手術のあと、循環状態や呼吸状態が安定せず、なかなか人工呼吸管理を終えることができない方がそれなりにいらっしゃいます。こういう方たちは、声を出すことができませんので、コミュニケーションが取れず非常につらい思いをされることと思います。

 

このカキポン氏はさっそく集中治療室とハイケアユニットで活躍しております。

おそらく砂鉄に磁力のペンでなぞり描出するという仕組みなのでしょうが、右端のボタンで一瞬で文字を消すことができ、何度でも書き直しができ非常に便利です。筆圧もいりません。

今まで同じような患者さんは50音の表から文字を指で選んでもらったり、油性マジックで書いてもらったりしていたのですが、これだとかなり理解するのに時間がかかりますし、油性ペンだと筋力が衰えている患者さんの筆圧ではうまく文字をかけない可能性が高いのです。

 

本当にありがとうございました。

 

 

 

さて、統計の話 with カキポン氏。

 

基本的な統計学を学んだ方には当たり前のことで恐縮です。

 

先日テレビを見ていますと、網戸とカの話をしておりました。

 

『網戸しているのになぜかカが入ってくる』

という話だったのですが、

 

『網戸の網の目は1.0mm、一方でカの体長は1.5mmなので、網戸が破れていなければ原則的にカは入ってこない』

というものでした。

実際、網戸の開け閉めや、破れ、損傷でカが侵入するということのようです。

 

ここで、私はこの大学院卒業間際に苦しめられた統計の話を思い出したわけです。

 

理系の高等教育を受けられた方は、講義や研究などで『平均±標準偏差(SD)』という数字の表記を目にされているかと思います。

たとえば、対象となった患者群100人の年齢は『60.0±12.5才』であった。
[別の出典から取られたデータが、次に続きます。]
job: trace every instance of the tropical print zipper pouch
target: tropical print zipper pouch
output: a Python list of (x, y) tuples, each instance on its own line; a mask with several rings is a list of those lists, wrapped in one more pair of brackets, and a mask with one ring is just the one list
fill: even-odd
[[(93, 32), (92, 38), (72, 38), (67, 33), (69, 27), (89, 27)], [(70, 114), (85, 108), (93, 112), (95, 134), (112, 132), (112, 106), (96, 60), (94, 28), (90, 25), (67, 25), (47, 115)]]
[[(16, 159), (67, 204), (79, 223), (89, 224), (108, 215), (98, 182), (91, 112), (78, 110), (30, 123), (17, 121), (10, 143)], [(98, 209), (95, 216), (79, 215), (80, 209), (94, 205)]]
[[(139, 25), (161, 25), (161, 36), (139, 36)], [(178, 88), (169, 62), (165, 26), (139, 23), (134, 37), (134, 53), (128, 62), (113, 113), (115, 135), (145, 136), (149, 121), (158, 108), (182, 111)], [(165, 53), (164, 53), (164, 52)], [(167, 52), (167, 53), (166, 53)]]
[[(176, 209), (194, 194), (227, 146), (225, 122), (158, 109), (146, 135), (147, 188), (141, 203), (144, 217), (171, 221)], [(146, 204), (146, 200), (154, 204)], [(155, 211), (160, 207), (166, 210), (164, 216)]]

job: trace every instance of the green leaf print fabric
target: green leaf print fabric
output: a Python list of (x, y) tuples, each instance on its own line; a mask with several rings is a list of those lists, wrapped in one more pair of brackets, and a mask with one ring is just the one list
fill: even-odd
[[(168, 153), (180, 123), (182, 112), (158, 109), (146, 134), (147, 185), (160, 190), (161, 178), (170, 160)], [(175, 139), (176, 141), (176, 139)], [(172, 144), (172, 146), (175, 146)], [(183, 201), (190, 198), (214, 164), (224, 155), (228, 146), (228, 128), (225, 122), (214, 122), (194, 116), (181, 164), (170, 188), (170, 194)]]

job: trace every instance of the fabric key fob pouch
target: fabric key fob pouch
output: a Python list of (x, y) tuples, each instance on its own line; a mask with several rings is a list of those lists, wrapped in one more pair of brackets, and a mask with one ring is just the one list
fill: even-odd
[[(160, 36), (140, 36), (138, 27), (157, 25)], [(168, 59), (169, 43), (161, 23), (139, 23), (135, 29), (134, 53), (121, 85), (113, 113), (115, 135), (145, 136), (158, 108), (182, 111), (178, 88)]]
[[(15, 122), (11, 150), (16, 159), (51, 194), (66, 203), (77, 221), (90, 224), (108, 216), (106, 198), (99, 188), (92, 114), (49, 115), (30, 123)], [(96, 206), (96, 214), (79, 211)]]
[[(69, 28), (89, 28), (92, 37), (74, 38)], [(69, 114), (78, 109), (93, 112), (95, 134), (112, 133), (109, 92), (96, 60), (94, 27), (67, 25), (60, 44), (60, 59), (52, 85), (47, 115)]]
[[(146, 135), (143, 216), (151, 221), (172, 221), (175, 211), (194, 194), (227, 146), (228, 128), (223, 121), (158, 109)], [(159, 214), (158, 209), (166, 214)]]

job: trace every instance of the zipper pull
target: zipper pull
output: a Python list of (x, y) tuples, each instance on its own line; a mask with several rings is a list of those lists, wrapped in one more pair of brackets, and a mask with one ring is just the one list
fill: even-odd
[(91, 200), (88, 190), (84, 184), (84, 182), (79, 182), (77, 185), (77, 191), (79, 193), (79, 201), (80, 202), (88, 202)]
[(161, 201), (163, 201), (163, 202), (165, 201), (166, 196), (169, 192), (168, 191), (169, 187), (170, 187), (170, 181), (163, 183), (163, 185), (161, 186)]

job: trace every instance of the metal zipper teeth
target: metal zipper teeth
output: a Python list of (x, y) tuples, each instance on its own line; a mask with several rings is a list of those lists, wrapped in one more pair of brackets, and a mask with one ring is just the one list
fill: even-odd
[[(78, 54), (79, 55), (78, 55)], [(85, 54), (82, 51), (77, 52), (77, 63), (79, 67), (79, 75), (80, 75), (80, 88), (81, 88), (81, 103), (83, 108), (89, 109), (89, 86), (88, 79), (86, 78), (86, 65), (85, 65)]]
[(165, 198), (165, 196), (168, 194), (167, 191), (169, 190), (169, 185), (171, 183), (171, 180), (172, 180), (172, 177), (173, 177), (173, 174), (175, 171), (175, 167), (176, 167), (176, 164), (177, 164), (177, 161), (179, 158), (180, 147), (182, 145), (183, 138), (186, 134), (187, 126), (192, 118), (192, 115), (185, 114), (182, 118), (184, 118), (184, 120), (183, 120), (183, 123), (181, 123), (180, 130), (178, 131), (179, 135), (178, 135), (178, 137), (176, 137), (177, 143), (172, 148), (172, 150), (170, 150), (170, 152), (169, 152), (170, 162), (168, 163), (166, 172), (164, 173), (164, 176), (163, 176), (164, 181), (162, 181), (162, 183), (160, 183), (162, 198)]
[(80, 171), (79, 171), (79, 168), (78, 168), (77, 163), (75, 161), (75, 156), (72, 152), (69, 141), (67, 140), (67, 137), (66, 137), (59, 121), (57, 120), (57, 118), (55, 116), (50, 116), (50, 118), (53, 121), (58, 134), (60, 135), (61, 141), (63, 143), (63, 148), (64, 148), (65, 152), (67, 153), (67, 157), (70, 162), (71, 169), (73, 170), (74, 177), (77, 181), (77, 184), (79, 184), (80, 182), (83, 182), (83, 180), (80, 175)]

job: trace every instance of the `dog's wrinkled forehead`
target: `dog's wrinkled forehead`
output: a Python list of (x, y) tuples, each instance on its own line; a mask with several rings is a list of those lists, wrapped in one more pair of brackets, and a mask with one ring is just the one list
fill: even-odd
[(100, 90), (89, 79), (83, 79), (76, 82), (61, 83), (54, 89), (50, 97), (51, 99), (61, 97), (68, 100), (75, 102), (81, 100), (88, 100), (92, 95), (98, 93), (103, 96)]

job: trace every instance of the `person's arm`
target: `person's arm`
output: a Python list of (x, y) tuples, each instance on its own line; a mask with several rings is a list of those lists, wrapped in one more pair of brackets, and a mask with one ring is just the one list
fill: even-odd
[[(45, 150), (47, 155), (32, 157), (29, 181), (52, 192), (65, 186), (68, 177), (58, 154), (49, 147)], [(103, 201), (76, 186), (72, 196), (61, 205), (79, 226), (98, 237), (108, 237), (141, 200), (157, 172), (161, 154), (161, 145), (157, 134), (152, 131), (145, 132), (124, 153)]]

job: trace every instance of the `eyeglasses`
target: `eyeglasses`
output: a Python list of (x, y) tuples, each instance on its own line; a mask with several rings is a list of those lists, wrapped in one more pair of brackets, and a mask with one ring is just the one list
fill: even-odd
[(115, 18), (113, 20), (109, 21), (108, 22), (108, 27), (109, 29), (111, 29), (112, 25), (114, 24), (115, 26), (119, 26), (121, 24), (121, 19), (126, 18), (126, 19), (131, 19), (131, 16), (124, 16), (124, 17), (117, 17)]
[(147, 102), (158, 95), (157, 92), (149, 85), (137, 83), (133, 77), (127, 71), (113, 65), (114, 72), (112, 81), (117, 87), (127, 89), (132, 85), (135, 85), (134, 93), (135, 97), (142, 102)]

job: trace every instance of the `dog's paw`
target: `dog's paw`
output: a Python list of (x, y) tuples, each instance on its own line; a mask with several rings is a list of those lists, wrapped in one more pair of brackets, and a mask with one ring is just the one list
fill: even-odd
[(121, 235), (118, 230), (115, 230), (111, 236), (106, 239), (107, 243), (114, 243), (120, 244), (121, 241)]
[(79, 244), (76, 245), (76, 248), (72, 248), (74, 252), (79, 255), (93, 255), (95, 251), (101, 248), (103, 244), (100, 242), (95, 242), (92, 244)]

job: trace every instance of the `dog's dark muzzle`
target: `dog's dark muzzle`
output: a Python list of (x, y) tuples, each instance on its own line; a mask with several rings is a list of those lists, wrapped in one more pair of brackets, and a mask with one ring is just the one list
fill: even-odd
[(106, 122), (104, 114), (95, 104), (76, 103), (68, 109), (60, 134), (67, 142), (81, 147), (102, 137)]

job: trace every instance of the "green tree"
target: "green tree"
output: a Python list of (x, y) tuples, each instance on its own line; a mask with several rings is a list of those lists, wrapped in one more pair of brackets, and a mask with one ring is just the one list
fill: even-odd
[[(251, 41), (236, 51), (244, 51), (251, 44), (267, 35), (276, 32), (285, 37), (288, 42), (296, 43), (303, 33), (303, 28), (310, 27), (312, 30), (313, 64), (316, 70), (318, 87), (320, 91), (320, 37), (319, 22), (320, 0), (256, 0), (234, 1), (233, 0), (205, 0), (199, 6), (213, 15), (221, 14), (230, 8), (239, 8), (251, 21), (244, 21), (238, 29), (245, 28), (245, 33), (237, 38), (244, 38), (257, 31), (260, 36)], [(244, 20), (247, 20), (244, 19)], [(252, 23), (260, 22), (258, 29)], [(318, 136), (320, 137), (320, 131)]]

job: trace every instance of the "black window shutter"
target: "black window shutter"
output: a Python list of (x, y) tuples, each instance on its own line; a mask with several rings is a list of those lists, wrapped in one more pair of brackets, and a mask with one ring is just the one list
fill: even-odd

という感じです。

100人分の100個の年齢データを、平均『60.0』と標準偏差『12.5』という二つの数字で表すことができるので、非常に便利な概念です。

 

これは、図のように正規分布する群に対して有効な表記法なのです。

図で言いますと、±1SDの範囲内には68%の個体が、±2SDの範囲内には95%の個体が含まれるということになります。

この年齢データでいうなら・・・

±1SD内(年齢47.5~72.5)に入るのは、100人中68人。

±2SD内(年齢35.0~85.0)に入るのは、100人中95人。

 

ということです。

 

ということはですよ。このテレビ番組のいうところのカの体長の平均が1.5mmであったとしても・・・。

カの体長が正規分布して、仮に標準偏差が0.25mmとしますと・・・

±1SD内(体長 1.25~1.75mm)に入るのは、カ100匹中68匹。

±2SD内(体長 1.00~2.00mm)に入るのは、カ100匹中95匹。

 

この2SDの範疇外、むちゃくちゃでかい2.00mm以上のカが 残り5匹中半分の 2.5匹、

1.00以下のむちゃくちゃ小さいカが残り2.5匹。

100匹いるカのうち2.5匹くらいは網戸を余裕でスルーできる小さめの個体ということになります。

 

といいましても私は昆虫学者ではありませんので、カの体長の標準偏差がもう少し小さく、網戸はもっとスルーされにくいと信じていたいのですが。

 

で、基本なのですが『平均±標準偏差』で表記できるのは、正規分布する変数ということになります。

正規分布しない変数をむりやりエクセルなどで標準偏差で計算しますと(この式は私はマッタクわかりません)、たとえば

 

入院日数は『5.0±6.5日』でした、という変な話になってしまいます。

マイナス1SDが、5.0-6.5=-1.5日になってしまい、入院日数がマイナスってどういうこと?という感じになってしまいます。

私は、『いやな奴だなー』と思われるかもしれませんが、製薬会社のMRさんがクスリの説明に来られてこういう表現をされますと、『統計学的に間違っているので、本社の学術の方に相談してください』と指摘してしまいます。

 

小難しい話で恐縮でした。

数学の話ですと、数学の教員免許を持っている秘書未来氏のほうが詳しいかもしれません・・・。

 

カキポンさん、これからもICUに入室される患者さんをよろしくお願いします。